D’ailleurs, le gouvernement municipal vient de le « clarifier » : le « comité de voisinage des habitants » (居委会juweihui), qui a joué un rôle essentiel en exécutant la politique du « Zéro-Covid dynamique » n’était qu’« un organisme autonome des masses ». Sa vocation consistait en « l’auto-gestion, l’auto-éducation et l’auto-service » par les habitants. Et d’insister que cet organisme n’est pas une émanation du gouvernement à quelque niveau que ce soit et que les actions entreprises par lesdits comités sont les « résultats de l’auto-gestion des habitants et non des consignes du gouvernement ». Autrement dit, seuls les règlements et les ordres décrétés par le comité du parti et le gouvernement de la municipalité sont authentiques, ceux relayés par les comités des habitants ne représentaient que le consensus de ces derniers. Le gouvernement ne saurait donc être tenu pour responsable de leur légalité.

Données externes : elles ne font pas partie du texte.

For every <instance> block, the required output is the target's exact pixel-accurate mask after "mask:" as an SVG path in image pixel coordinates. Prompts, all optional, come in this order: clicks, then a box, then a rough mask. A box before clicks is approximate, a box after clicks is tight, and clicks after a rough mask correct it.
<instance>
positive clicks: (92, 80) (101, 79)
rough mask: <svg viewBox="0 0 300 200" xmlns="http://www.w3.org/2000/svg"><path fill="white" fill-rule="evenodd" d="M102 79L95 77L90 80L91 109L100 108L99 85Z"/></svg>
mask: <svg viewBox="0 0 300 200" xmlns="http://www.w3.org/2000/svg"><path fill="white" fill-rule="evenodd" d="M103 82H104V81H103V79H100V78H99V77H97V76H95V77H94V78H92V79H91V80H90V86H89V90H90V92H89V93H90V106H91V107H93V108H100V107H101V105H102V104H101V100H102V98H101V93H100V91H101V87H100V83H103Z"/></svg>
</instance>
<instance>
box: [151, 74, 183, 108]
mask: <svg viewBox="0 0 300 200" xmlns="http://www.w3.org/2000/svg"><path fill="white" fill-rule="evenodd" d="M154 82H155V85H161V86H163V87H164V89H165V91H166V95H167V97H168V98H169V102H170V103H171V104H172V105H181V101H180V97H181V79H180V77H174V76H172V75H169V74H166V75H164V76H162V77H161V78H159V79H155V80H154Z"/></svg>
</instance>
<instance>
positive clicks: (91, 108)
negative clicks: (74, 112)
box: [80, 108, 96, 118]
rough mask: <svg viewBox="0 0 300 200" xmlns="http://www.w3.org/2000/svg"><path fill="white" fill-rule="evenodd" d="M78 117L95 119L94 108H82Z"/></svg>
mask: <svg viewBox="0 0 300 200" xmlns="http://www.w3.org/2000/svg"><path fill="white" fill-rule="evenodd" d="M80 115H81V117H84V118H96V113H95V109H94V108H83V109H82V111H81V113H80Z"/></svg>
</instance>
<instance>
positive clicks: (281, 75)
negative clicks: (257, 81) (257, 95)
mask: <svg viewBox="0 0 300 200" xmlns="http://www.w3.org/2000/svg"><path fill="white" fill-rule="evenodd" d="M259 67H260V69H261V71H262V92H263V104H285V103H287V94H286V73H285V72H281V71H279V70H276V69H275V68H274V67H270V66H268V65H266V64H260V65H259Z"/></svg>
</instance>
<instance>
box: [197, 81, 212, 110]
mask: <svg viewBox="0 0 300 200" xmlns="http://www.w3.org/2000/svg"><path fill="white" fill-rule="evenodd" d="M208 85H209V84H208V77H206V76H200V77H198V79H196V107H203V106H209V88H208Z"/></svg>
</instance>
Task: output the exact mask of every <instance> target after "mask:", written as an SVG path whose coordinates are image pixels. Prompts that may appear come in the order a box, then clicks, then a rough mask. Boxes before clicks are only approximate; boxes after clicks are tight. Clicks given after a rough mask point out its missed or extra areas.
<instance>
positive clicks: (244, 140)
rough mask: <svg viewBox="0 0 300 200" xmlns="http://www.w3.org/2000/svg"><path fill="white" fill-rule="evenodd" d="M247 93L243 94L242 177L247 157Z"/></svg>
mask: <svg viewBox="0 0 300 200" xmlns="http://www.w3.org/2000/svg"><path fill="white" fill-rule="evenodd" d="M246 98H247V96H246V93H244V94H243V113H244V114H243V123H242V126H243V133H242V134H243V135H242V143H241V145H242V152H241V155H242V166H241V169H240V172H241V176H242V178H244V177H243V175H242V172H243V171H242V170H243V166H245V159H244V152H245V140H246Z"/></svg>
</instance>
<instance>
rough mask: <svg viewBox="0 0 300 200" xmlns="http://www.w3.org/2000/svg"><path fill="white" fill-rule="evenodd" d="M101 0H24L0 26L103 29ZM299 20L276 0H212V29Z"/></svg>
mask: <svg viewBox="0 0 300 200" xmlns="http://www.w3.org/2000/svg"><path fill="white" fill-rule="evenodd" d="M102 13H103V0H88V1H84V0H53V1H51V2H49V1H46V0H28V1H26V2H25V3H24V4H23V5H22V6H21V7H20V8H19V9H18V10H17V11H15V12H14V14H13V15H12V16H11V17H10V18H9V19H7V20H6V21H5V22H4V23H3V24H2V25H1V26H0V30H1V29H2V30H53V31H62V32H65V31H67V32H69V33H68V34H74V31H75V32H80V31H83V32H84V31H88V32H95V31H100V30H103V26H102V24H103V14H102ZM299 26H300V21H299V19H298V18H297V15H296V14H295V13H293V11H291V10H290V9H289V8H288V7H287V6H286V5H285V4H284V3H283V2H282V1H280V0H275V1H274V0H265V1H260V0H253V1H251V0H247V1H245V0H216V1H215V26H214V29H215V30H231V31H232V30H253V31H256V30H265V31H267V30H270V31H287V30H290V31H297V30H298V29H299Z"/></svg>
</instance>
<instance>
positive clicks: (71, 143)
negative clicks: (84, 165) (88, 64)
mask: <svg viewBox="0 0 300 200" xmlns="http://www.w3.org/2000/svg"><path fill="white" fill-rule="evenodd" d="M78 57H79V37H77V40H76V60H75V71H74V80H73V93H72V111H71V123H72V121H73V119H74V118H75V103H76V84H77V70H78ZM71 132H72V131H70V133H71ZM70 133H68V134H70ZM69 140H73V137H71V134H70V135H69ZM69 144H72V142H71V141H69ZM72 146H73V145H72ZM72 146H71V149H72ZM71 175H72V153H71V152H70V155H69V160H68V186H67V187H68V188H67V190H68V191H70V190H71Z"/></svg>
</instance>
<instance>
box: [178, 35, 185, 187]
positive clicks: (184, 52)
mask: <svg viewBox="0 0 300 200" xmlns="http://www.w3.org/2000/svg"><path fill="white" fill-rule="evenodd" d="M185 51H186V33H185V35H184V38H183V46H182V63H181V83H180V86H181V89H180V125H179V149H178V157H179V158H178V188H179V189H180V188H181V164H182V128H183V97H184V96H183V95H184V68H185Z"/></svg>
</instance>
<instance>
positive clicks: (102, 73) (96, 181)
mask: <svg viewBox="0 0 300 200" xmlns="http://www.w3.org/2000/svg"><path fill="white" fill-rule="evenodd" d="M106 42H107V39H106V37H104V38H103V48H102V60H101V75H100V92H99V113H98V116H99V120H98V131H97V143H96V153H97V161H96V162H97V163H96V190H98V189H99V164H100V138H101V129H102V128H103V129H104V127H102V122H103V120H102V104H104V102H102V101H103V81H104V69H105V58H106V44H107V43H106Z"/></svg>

Que veut dire ce galimatias ? En clair, le gouvernement ne reconnaissant pas les « ordres » reçus et exécutés par ces comités, il ne peut en assumer aucune responsabilité. Si fautes il y a eu, ce sont celles de ces « organismes autonomes des masses », c’est-à-dire… des habitants eux-mêmes ! Message reçu : tout ce que nous venons de subir depuis deux à trois mois : enfermement chez soi, privation de vivres et de soins médicaux, enlèvement de force au centre de quarantaine, désinfection sauvage à l’intérieur de logements privés, etc., n’a rien à voir avec le gouvernement ! C’est donc « nous-même » qui avons décidé et entrepris notre propre emprisonnement ! Pour reprendre une belle expression chinoise, nous sommes comme des vers à soie qui fabriquent le cocon pour nous enfermer dedans3 !

Ni « confinement », ni « déconfinement » ? C’est n’importe quoi !

Sommes-nous vraiment « déconfinés » ? Le 29 mai, lors d’une conférence de presse convoquée par la municipalité de Shanghai au sujet de la prévention et du contrôle de la pandémie, les autorités ont renié formellement le terme de « confinement ». Elles ont affirmé : « Shanghai n’a jamais été déclaré comme ville confinée. Il n’est donc pas question de “déconfinement”… Même si nous avions appuyé sur le bouton d’arrêt temporaire de la gestion statique de l’ensemble de la ville (sic !), ses fonctions essentielles ont toujours continué à être opérationnelles…4 »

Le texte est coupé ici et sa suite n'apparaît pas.